Beach Erosion Board facts for kids
The Beach Erosion Board (BEB) was a federal board organized under the US Government's War Department (later, the Department of Defense), U.S. Army, and was a part of the civil works program of the United States Army Corps of Engineers. The Board had seven members and a staff. The life of the BEB spanned a period of 33 years, beginning with its establishment in July 1930. The BEB was abolished in November of 1963.
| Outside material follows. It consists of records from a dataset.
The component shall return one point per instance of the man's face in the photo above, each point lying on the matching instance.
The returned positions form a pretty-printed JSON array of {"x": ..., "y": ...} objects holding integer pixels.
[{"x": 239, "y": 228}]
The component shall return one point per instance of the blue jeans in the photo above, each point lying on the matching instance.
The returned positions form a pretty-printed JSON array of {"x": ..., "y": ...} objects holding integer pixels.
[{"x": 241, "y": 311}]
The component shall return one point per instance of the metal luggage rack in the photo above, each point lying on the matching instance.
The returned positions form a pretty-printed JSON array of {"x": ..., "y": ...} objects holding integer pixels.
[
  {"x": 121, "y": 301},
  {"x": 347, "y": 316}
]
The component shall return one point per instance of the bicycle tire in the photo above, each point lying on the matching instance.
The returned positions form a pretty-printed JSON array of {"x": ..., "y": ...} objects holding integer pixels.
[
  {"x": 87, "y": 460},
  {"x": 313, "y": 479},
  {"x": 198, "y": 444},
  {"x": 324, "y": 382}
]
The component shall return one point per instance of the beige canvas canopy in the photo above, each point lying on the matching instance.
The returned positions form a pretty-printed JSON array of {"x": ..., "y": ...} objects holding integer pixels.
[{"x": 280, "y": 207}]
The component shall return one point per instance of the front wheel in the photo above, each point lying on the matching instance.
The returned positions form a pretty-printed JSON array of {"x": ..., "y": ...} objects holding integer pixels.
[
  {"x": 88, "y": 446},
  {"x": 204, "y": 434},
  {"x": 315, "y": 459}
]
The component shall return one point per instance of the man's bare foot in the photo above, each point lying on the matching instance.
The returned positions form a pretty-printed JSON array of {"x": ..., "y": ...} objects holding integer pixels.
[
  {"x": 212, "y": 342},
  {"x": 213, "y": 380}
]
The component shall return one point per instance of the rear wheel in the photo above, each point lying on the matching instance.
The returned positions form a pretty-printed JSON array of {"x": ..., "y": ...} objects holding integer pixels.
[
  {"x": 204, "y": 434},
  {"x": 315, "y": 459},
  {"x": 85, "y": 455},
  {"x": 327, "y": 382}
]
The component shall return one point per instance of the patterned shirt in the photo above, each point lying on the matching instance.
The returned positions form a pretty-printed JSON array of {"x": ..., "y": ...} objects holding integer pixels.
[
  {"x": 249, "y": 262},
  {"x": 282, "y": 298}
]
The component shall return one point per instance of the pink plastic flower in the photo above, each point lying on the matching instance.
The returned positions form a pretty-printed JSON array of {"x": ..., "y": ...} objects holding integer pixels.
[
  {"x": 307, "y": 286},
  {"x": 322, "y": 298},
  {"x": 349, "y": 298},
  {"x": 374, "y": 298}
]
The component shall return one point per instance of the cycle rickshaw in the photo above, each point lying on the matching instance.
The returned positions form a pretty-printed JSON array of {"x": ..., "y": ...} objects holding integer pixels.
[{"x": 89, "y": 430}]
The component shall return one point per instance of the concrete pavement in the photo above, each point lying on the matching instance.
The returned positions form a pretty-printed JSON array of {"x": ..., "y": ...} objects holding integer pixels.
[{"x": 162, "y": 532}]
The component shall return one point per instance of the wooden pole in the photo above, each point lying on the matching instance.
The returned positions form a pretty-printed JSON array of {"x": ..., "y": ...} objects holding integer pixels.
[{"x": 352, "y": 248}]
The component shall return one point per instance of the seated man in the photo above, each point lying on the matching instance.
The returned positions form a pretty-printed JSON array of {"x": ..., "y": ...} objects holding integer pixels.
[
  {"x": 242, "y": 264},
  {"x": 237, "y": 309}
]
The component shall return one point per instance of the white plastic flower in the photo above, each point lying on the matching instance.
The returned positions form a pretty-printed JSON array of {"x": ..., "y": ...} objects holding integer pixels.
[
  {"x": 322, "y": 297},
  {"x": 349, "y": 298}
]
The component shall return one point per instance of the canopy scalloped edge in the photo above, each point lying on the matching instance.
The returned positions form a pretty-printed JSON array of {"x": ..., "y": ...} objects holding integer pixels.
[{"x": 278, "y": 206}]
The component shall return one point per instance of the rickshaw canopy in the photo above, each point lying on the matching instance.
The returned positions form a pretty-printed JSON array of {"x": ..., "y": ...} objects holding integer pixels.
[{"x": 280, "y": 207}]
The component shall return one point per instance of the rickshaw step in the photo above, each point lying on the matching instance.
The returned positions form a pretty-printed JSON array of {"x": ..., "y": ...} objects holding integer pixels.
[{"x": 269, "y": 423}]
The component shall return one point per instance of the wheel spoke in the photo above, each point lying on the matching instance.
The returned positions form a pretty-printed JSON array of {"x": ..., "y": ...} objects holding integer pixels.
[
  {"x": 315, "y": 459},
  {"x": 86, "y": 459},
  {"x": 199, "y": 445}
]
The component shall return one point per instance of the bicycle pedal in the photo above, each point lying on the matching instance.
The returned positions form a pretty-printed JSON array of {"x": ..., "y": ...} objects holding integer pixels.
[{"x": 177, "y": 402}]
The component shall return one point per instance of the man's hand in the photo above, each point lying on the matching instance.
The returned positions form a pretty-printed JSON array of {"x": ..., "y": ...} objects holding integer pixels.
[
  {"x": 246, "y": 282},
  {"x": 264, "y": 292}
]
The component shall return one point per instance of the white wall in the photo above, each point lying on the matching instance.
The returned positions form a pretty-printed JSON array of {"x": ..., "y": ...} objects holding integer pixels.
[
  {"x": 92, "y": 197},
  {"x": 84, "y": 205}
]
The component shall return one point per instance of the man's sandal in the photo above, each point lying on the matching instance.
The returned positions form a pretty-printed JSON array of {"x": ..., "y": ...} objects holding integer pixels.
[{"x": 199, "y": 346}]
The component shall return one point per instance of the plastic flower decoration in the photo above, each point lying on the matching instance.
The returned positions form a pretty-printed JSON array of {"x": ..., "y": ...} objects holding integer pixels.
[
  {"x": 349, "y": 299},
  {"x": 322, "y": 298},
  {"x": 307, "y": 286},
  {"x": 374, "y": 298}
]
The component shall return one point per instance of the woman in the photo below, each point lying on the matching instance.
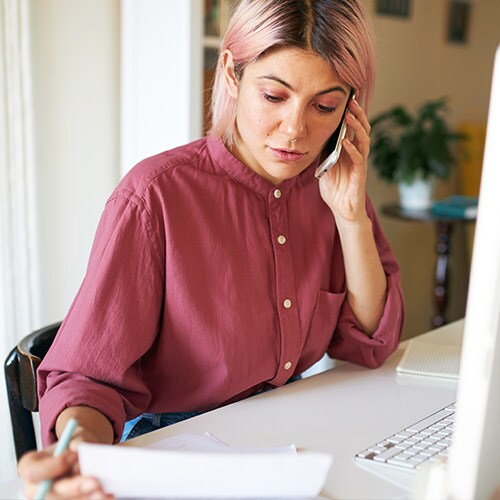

The functions of the BEB pertained to review of reports of investigations made concerning erosion of the shores of coastal and lake waters, and the protection of those shores. Under its implementing legislation, Section 2 of Public Law 520, 7lst Congress, approved on July 3, 1930, the Chief of Engineers, U.S. Army, was given authority to make, in cooperation with the appropriate agencies of the various coastal States, investigations and studies aimed at devising effective means of presenting erosion of the shores of coastal and lake waters by waves and currents. The funding provision for these investigations and studies was that no money should be expended under authority of the Act in any State which did not provide for cooperation with the agecies of the United States and contribute to the project such funds and/or services as the Secretary of War deemed appropriate and required.
In 1963, certain of the BEB’s functions were transferred to the newly created Coastal Engineering Research Center, while others were transferred to the Board of Engineers for Rivers and Harbors. Pursuant to the federal Water Resources Development Act of 1992, the duties and responsibilities of the Board of Engineers for Rivers and Harbors subsequently were transferred by the Secretary of the Army to other elements within the Department of the Army as the Secretary determined to be necessary.